Future Ozone Layer
Due to action taken under the Montreal Protocol, the stratospheric loading of chlorine and bromine is decreasing and this is expected to lead to recovery of the ozone layer (i.e. an increase in ozone). However, the future evolution of the ozone layer will also depend on other factors, in particular climate change. Research in our group has played an important role in identifying major chemistry-climate feedbacks and in coordinating the most robust recent estimates of future ozone recovery from current state-of-the-art coupled chemistry-climate models (CCMs)
Effect of Coupled Climate Change
Chipperfield and Feng (2002) showed the very important impact of CO2-induced stratospheric chlorine in changing the trajectory of ozone recovery. They used a computationally cheap 2-D latitude-height radiative-dynamical-chemical model coupled with the well-tested TOMCAT stratospheric chemistry scheme. The results were highlighted in the 2006 WMO/UNEP Ozone Assessment and the figure from that report is reproduced below. In particular, the model simulations showed how the cooling effect from simulations with coupled temperature changes (solid lines) overcomes the ozone-depleting impact of increased N2O (dashed lines).

Variation in Northern Hemisphere mid-latitude total column ozone (% change since 1980) from six runs of a 2-D model. The simulations used three different greenhouse gas (GHG) scenarios (A1FI, B1, and A1FI with B1 CH4 emissions), with results shown with (solid lines) and without (dashed lines) stratospheric cooling due to CO2 increases. Also shown are observed past changes from satellite data. Figure 6-11 from WMO/UNEP (2006) and taken from Chipperfield and Feng (2003).
Multi-Model Estimates of Ozone Return Dates
Groups worldwide now run complex 3-D coupled CCMs to simulate the future evolution of the ozone layer. However, analysis of these runs to derive robust estimates of ozone recovery among the model internal variability and model-model differences is a major challenge. Nevertheless the 4-yearly Ozone Assessments need to provide this information to the Parties of the Montreal Protocol.
For the 2018 Ozone Assessment our group coordinated the most comprehensive recent assessment of ozone return dates using output from around 20 CCMs from groups worldwide. Analysis of the models required careful processing to maintain the signal of changing halogens and climate, while removing the model variability. This work was published in the widely cited paper Dhomse et al. (2018) and used extensively in the 2018 Assessment (see example figure below from WMO/UNEP 2018).

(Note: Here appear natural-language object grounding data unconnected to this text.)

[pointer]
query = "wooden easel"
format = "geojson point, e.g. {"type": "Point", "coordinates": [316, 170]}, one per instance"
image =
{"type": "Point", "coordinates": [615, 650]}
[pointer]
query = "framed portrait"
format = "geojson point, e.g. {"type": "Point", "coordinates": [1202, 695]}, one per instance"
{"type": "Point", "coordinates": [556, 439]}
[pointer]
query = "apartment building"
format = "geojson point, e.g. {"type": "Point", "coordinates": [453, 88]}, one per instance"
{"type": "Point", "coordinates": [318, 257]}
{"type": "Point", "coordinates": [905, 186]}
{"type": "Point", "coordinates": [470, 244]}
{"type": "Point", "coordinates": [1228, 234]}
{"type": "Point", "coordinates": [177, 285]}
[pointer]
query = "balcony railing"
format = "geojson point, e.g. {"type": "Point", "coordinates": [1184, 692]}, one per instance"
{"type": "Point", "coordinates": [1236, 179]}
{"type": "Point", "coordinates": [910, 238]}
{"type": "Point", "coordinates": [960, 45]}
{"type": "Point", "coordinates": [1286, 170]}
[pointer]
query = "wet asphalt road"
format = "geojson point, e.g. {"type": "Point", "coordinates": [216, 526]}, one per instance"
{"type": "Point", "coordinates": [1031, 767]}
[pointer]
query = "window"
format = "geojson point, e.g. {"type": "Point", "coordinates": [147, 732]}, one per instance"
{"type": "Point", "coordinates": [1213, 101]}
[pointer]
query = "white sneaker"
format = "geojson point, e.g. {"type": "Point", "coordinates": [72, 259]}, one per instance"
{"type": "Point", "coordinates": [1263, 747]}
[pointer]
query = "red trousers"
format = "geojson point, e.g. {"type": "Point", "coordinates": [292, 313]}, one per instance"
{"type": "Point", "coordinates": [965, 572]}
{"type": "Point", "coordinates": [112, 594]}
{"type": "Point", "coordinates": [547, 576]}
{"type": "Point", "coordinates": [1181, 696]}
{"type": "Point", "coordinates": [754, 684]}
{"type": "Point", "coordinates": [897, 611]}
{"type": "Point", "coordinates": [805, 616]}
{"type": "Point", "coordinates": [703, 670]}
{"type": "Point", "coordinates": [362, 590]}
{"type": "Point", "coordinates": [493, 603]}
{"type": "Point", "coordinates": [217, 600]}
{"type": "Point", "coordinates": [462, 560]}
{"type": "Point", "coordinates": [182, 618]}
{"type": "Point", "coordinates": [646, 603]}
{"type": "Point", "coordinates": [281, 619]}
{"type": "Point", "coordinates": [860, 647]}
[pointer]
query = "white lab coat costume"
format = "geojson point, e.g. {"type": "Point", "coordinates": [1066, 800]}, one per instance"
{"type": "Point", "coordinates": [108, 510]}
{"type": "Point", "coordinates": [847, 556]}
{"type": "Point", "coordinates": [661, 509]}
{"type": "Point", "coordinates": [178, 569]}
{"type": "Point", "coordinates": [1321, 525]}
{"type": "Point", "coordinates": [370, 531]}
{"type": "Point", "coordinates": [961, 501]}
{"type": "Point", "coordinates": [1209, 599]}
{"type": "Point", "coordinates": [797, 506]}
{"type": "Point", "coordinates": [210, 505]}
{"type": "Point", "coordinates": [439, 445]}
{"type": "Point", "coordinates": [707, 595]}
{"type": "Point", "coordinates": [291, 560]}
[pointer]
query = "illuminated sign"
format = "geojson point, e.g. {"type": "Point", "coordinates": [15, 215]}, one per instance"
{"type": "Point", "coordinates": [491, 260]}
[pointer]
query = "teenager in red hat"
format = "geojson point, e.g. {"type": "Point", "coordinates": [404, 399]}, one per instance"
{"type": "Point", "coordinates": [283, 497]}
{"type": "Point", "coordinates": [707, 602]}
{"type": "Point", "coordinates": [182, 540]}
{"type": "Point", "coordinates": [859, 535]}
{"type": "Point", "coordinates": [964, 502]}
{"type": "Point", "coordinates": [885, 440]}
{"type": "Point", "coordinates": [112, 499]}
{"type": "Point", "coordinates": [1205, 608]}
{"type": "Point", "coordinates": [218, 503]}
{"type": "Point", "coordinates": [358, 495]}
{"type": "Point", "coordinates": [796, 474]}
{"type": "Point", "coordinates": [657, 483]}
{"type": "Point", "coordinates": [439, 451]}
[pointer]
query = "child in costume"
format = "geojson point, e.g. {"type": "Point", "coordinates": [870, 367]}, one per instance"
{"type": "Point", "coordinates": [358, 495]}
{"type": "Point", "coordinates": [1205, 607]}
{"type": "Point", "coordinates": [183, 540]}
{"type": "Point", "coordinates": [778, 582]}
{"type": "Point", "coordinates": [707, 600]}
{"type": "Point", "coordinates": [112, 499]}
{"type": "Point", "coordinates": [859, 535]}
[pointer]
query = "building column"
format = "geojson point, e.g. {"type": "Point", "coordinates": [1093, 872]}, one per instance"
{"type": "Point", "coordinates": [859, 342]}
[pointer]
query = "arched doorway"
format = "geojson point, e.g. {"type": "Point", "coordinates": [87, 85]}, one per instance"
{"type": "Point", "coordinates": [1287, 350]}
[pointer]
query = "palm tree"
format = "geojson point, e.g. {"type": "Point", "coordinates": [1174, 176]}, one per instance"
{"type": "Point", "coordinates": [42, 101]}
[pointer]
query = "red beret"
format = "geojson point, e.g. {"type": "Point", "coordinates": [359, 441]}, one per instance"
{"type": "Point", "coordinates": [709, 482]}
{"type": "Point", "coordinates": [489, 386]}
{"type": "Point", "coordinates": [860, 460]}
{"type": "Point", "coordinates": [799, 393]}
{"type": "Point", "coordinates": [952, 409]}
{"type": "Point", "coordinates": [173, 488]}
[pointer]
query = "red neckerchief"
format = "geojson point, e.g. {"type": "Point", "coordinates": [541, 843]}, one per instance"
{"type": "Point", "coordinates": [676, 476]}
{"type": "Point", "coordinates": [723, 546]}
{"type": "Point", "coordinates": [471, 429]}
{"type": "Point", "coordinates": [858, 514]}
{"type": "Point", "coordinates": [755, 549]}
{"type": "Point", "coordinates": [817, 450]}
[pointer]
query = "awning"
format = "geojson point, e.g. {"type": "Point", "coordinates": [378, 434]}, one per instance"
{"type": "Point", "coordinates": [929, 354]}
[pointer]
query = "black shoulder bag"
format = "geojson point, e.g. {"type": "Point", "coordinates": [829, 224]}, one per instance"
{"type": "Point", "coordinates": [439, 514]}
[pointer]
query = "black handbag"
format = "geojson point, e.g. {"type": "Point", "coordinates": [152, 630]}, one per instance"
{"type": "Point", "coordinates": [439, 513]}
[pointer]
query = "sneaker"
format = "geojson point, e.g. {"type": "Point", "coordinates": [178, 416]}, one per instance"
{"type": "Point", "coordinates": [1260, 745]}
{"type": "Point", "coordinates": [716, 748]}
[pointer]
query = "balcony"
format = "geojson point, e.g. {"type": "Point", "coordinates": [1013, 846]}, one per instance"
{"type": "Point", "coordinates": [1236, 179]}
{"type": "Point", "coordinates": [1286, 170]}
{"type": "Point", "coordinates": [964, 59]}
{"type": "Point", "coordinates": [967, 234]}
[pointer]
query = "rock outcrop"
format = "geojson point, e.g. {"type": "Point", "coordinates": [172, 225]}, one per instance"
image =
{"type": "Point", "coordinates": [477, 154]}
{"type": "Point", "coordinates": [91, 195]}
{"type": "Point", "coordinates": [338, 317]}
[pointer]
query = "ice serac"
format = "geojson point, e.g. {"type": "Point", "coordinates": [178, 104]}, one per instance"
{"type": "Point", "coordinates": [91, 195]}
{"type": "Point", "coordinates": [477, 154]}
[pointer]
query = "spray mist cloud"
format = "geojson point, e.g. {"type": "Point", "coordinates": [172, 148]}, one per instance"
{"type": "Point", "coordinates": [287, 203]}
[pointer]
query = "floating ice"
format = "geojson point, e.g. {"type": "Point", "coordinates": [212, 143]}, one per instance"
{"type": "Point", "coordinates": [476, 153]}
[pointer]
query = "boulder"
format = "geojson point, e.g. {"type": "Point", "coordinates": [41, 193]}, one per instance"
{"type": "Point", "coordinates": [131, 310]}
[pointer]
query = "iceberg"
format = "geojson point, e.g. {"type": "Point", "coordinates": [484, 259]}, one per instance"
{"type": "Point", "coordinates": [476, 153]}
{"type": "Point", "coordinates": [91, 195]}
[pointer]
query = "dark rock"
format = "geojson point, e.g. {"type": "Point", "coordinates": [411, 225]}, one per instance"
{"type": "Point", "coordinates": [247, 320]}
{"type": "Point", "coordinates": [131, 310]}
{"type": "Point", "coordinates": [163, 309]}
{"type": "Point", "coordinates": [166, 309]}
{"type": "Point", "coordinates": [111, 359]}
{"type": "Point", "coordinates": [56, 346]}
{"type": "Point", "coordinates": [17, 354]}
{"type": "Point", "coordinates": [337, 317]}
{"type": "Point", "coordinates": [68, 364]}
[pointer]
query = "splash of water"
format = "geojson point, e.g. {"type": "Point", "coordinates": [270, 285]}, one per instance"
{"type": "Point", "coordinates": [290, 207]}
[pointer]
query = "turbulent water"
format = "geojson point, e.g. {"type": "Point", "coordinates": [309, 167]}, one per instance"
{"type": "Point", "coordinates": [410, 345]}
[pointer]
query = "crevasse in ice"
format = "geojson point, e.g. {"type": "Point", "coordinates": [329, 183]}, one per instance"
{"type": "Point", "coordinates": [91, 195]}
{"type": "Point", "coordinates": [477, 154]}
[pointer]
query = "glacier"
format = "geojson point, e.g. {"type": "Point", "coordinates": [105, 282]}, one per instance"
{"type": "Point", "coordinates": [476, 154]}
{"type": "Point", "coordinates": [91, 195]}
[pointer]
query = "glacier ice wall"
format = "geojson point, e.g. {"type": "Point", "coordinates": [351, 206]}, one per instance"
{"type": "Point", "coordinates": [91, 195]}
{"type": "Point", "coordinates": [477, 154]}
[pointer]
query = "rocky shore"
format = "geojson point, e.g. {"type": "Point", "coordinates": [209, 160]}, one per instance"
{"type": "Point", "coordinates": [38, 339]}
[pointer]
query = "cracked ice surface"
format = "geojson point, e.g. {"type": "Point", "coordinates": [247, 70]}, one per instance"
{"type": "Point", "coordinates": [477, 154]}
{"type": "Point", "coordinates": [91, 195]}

Multi-model mean (MMM1S) total column ozone time series (in Dobson Units, DU) from CCMI simulations REF-C1 (light blue), REF-C1SD (green) and REF-C2 (red) simulations for the (left) SH polar (October) and (right) NH polar (March) regions. The dashed black lines show the 1980 reference value for each latitude band. The top row shows the unadjusted modeled values and the bottom row shows the time series adjusted with respect to mean 1980–1984 observations. Also shown are the merged SBUV observations. Figure 4-18 from WMO/UNEP (2018) and based on Dhomse et al. (2018).
References
Chipperfield, M.P., and W. Feng, Comment on: Stratospheric Ozone Depletion at northern mid-latitudes in the 21st century: The importance of future concentrations of greenhouse gases nitrous oxide and methane, Geophys. Res. Lett., 30, 1389, doi:10.1029/2002GL016353, 2003.
Dhomse, S.S., D. Kinnison, M.P. Chipperfield, et al., Estimates of ozone return dates from Chemistry-Climate Model Initiative simulations, Atmos. Chem. Phys., 18, 8409-8438, doi:10.5194/acp-18-8409-2018, 2018.